Daroor woreda (, also spelled , , and , Ge'ez ዳሮር) is one of the woredas (districts) of the Somali Region of Ethiopia. It was announced in 2010 by the President of the Somali Region. Part of the Jarar zone, Daroor is bordered on the south by Gunagadow, on the west by Aware, on the north by the Harshin woreda, on the northeast by Somaliland, and on the east by Misraq Gashamo.

History
In 2005 Daroor had 14,016 inhabitants, according to the Ethiopian Central Statistical Agency. In 1997 of 9,397 inhabitants 99,47% of these were Somali, and 50 residents were from other ethnic groups. In 1988 a refugee camp was set up for Somalis.
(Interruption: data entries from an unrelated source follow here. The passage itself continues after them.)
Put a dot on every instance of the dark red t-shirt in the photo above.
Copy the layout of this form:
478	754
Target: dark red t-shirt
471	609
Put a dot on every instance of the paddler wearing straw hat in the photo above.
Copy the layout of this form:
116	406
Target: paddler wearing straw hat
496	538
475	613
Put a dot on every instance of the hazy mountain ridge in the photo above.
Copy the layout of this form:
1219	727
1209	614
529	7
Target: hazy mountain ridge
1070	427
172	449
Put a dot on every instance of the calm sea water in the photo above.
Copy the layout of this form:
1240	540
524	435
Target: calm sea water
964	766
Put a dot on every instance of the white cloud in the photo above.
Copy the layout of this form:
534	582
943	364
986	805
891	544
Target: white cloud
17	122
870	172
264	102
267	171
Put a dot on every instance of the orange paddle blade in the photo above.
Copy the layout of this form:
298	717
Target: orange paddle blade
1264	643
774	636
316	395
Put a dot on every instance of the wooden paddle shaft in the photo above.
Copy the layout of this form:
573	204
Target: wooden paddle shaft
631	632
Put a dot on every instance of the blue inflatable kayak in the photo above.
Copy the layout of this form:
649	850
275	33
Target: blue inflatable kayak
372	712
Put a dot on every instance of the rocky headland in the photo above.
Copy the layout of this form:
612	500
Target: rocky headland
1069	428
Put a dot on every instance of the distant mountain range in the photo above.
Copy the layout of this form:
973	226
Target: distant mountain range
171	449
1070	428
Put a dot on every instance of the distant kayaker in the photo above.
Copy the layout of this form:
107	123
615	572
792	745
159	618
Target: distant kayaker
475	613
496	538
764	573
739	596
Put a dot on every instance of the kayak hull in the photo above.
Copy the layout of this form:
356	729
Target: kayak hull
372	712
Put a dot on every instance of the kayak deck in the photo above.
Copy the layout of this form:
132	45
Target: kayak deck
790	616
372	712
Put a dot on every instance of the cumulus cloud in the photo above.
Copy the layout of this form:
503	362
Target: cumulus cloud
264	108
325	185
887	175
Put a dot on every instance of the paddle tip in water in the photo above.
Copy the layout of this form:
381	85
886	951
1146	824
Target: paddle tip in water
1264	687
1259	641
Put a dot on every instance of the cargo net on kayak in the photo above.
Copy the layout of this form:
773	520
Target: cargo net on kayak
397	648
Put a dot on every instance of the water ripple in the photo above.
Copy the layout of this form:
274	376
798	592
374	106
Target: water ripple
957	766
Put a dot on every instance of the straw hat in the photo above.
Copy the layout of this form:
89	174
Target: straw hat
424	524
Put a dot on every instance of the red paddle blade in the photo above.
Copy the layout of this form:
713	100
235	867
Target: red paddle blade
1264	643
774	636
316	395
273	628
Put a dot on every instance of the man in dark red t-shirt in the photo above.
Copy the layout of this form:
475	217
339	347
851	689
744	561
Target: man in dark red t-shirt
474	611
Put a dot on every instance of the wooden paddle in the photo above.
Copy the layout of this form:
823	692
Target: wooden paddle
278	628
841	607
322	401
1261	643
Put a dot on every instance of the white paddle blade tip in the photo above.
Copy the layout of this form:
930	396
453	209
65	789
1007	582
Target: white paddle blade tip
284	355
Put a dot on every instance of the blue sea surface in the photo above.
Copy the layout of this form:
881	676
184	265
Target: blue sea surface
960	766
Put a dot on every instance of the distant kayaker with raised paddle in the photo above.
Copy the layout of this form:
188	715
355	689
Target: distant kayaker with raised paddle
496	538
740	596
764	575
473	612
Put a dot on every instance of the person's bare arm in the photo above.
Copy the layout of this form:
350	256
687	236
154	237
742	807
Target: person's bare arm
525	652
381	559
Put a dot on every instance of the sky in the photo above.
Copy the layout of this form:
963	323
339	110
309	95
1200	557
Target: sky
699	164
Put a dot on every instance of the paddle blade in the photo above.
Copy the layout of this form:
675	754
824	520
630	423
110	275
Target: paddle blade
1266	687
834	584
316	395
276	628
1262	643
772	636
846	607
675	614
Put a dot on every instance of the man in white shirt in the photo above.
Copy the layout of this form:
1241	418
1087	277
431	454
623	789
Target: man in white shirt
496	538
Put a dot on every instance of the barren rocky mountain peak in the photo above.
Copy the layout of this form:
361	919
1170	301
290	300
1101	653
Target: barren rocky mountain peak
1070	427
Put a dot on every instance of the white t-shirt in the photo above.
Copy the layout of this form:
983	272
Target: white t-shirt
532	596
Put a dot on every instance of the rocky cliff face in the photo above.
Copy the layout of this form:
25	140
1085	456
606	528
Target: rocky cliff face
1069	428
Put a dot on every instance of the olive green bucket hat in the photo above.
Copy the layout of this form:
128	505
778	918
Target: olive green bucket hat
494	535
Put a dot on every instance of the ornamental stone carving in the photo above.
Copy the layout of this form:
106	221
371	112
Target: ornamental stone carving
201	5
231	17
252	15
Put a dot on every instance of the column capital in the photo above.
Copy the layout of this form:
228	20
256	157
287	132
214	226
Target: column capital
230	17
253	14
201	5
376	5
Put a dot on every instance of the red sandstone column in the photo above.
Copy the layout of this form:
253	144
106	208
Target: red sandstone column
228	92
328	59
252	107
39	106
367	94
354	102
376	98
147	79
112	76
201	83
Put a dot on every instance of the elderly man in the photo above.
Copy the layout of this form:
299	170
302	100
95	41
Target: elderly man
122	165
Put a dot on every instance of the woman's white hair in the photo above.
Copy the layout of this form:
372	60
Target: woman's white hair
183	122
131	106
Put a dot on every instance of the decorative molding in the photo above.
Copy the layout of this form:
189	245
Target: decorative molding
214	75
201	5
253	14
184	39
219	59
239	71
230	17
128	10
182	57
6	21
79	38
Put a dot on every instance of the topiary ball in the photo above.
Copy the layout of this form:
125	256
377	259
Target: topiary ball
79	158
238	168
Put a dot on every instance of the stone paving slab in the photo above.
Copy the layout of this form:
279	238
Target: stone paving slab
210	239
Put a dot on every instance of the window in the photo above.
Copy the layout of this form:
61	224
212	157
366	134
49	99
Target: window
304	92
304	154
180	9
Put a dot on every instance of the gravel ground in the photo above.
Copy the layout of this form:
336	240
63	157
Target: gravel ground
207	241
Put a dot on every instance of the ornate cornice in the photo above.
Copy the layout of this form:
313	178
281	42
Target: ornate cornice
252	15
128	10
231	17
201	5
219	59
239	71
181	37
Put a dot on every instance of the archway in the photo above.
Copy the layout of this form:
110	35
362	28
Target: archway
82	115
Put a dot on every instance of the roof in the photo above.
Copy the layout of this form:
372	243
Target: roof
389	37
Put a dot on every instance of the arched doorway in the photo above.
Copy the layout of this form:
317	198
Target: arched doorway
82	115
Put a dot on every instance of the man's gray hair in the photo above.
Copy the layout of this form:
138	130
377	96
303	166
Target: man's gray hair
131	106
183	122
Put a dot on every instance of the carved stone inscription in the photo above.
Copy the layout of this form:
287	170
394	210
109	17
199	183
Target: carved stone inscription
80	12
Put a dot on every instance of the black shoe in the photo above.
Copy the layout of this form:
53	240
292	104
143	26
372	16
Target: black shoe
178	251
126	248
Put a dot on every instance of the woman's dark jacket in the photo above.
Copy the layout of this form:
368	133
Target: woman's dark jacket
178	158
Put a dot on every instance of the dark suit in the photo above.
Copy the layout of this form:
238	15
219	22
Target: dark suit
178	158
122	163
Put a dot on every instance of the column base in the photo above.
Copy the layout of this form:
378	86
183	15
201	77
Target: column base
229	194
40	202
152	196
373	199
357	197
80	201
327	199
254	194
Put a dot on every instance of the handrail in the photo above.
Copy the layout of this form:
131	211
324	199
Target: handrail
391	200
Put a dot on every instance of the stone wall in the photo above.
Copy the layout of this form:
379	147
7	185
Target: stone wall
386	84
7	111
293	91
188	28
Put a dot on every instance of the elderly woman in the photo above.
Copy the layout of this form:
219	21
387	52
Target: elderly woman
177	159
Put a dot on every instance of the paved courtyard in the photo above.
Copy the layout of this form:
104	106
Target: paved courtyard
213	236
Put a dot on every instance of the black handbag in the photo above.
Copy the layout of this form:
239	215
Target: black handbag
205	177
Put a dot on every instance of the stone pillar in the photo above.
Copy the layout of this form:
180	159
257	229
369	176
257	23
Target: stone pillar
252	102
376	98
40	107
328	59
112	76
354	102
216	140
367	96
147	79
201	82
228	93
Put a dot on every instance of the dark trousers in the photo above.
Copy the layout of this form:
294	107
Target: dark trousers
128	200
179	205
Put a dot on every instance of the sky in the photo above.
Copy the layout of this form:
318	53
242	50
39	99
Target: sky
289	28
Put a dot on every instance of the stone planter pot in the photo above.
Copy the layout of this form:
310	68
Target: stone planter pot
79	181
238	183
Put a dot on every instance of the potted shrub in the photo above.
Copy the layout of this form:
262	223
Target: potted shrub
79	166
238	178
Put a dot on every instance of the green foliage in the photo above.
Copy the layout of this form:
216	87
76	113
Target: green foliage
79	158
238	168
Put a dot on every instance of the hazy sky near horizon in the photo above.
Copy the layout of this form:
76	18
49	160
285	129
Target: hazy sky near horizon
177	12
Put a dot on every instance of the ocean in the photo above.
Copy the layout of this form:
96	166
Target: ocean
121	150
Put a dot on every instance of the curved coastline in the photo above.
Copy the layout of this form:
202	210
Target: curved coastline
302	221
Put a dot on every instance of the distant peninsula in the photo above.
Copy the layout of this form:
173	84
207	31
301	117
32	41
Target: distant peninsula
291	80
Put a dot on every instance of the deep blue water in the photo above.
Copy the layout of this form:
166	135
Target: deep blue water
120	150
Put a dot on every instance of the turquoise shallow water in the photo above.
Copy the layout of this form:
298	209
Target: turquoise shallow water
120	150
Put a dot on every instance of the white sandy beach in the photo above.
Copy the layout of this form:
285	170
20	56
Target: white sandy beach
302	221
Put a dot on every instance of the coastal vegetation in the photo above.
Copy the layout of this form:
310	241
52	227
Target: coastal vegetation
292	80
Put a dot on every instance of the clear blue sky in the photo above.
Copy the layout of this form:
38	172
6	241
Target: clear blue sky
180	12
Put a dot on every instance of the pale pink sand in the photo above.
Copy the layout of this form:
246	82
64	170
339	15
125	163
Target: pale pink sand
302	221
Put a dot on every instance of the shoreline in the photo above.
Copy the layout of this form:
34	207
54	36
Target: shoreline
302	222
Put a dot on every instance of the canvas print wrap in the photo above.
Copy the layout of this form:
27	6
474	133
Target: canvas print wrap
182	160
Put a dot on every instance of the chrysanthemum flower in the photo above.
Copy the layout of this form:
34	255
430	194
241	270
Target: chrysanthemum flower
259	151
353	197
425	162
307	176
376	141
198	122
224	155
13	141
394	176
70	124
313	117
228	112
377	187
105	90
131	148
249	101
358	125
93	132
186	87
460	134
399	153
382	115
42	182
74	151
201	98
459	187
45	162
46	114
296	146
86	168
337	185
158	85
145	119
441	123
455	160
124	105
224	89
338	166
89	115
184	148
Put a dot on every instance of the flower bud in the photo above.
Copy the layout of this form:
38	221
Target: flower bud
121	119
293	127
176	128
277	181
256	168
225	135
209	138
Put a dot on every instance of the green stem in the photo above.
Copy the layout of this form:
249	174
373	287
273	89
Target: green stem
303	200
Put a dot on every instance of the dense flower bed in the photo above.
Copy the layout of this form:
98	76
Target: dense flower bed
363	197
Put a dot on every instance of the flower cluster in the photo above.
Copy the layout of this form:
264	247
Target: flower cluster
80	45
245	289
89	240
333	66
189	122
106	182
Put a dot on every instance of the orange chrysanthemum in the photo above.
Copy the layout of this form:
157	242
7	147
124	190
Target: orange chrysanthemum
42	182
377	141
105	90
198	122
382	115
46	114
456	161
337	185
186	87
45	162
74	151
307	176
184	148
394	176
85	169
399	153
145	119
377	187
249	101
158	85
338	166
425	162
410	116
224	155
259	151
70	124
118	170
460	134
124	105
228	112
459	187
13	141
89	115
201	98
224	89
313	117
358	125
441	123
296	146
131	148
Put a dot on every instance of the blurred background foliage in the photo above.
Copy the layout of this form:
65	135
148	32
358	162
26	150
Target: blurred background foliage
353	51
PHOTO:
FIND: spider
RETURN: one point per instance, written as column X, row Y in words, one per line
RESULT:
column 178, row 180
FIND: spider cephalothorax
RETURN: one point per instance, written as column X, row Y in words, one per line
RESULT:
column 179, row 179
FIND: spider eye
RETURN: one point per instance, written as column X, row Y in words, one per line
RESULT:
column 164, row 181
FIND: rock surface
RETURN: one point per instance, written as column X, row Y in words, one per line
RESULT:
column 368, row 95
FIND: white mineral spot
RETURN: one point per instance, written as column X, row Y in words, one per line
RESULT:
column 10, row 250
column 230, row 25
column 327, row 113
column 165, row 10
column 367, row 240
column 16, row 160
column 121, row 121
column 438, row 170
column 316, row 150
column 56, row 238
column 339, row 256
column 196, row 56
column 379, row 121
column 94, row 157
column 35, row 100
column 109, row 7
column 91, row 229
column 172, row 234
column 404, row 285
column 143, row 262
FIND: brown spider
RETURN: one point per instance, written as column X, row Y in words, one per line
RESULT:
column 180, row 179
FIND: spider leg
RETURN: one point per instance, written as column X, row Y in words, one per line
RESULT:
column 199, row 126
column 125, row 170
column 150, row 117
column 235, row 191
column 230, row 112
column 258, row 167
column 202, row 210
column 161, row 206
The refugee camp housed predominantly members of the Yonis Abdirahman, a sub-sub clan of Ciidagale which is a sub-division of the Garhajis Isaaq and subclan of the Isaaq from nearby Somaliland.  The camp's population fell from around 32.000 on 12.000 in September 1994. After renewed fighting in November, the population rose to 49.000. At the end of 2001 / the beginning of 2002 the camp was closed after most refugees voluntarily went home.

The economy of the area was strongly affected when the Saudi Arabian 1998 import of cattle from northeast Africa stopped.